ADR-116: Content-Server Fast Bootstrapping

2022-09-02

Abstract

Every time a Catalyst is restarted, the content server processes a snapshot containing all the active entities ƒor each server. It reads all the entities in these snapshots and deploys the ones that it does not already have locally. This process takes up to ~half an hour. This document discusses and proposes solutions to improve this situation.

Need

Every time a Catalyst is started a Catalyst takes up to half an hour to be ready. It's a necessary process to be synchronized with the rest of the catalysts. But this brings many complexities:

The catalyst being restarted has a downtime of ~30 min.
The network consumption is high. The rest of the catalysts have to serve the snapshot files that are really big (~1GB).
Most of the entities are re-processed each restart. They were already processed in previous restarts.

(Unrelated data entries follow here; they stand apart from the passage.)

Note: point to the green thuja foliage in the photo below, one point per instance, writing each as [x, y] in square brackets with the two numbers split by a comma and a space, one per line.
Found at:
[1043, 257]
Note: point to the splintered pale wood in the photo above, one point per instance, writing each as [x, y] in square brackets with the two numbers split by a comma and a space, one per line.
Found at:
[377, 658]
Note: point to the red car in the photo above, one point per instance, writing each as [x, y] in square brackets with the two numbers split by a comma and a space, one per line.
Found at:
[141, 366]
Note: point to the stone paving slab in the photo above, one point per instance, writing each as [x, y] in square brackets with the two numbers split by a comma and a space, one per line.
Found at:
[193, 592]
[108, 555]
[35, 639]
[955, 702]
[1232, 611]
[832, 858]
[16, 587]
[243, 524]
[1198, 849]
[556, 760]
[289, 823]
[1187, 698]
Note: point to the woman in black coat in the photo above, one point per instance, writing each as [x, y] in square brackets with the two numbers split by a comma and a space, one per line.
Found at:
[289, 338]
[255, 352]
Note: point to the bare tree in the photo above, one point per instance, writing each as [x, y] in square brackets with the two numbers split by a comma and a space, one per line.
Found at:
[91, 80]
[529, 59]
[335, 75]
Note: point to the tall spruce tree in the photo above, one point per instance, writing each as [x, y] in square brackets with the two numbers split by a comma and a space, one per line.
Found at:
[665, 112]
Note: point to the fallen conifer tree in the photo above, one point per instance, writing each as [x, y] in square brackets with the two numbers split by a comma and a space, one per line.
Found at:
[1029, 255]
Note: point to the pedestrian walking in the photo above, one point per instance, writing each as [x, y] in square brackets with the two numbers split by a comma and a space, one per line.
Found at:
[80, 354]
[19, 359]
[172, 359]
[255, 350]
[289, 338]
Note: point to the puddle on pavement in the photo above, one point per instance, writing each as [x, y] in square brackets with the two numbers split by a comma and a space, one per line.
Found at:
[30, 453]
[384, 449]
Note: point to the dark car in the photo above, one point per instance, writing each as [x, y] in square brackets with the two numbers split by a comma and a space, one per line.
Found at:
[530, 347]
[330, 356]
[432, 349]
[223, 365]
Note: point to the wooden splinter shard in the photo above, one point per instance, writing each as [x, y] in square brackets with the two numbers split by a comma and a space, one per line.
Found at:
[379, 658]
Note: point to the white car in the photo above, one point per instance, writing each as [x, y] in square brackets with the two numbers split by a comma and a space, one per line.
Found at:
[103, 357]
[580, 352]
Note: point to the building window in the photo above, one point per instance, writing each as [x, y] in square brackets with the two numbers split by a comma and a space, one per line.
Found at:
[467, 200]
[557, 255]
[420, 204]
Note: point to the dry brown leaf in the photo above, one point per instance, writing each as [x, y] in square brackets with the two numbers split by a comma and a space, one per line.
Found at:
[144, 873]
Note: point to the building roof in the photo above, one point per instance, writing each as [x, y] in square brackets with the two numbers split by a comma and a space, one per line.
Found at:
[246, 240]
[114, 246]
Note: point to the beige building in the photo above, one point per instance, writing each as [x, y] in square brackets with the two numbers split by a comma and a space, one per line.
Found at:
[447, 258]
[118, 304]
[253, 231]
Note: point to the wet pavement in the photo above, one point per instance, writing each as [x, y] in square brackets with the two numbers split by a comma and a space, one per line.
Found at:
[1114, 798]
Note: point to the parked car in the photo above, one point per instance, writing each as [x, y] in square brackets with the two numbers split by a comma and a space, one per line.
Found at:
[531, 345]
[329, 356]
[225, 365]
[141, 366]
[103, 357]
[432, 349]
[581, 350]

With this work, we estimate to delete or reduce as much as possible the job of re-processing entities that were already processed. We estimate to reduce the bootstrapping time to less than 5 minutes.

Technical details

Every 6 hours a Catalyst runs a job that re-creates a snapshot file that contains all its active entity hashes and also the timestamp of the latest entity included. When a Catalyst starts, it asks each of the rest of the nodes for this snapshot file and processes all of them. A snapshot is at most ~6 hs outdated. Then using the timestamp of the last entity included in it, asks for the "newest" active entities using an expensive endpoint /pointer-changes. Before the snapshots mechanism, the /pointer-changes was used to synchronize the whole catalyst and there were performance issues. It is a huge improvement for starting a catalyst from scratch and it works relatively fine for a synchronization not from scratch (i.e. normal restart). But we want to continue improving that by solving the problem where for each restart it needs to process the whole snapshot in order to be up to date even though the downtime is very little.

Approach

Leverage the snapshots mechanism by partitioning the snapshots by time range. The snapshot structure and how it is processed will remain the same. A catalyst will serve the content of all its active entities in multiple snapshots separated by its local deploy timestamp. Any time a snapshot is processed, a Catalyst remembers this and won't process it again anymore.

Snapshot generation

Instead of generating a complete snapshot every 6 hs, it will generate snapshots as time goes by only for the newest entities. Let's say the snapshot units are daily, weekly, monthly and yearly. It will create daily snapshots until a week has passed, then it will replace the 7 daily snapshots with the weekly one and continue generating daily snapshots again. The same logic goes for weekly, monthly and yearly snapshots.

Snapshot process at bootstrap

A Catalyst asks another for its snapshots, then it will process the same way it's done now, but will save in the database its hash. Next time a Catalyst sees this hash, it won't process it again.

This way we avoid reprocessing snapshots but two complexities arise:

When replacing a set of snapshots by another bigger one, the hash of the bigger one is not known by a Catalyst that already processed the smaller replaced ones.
When a snapshot gets too old, it could contain many entities that were active in the snapshot generation time but no longer are. To solve this, from time to time a new snapshot generation for the same time range can be re-generated. It would contain a subset of the active entities in the previous snapshot.

To address this situation, it is proposed that the Catalyst serving the active entities, provides: a. The hash of the snapshot b. A list of hashes that it replaces. Now a Catalyst processing the snapshots would process the snapshot only if it hasn't processed its hash or one hash of the list of replaced ones.

The returned objects from the endpoint /snapshots will change to:

const snapshots: SnapshotMetadata[] = fetch("/snapshots")

export type SnapshotMetadata = {
  hash: string
  timeRange: {
    initTimestamp: number
    endTimestamp: number
  }
  numberOfEntities: number
  replacedSnapshotHashes?: string[]
}

Benefit

There will be important performance improvements in the Catalyst bootstrap when a synced Catalyst is restarted:

Reduce the catalyst downtime from ~30 min to less than 5 min.
Reduce the network traffic of 1 GB per node to something way smaller.
Process an active entity only one time.

In addition, there will be performance improvements in the snapshots generation as it won't be necessary to regenerate the snapshot covering the whole timeline. It will be only needed for a short period of time.

Competition (alternatives)

Do the same but separated by entity type.
Apply this mechanism only to profiles. The rest of the entities continue as full snapshots.

Key Dependencies and Open Questions

How will the transition be where multiple Catalysts have a different behavior in /snapshots?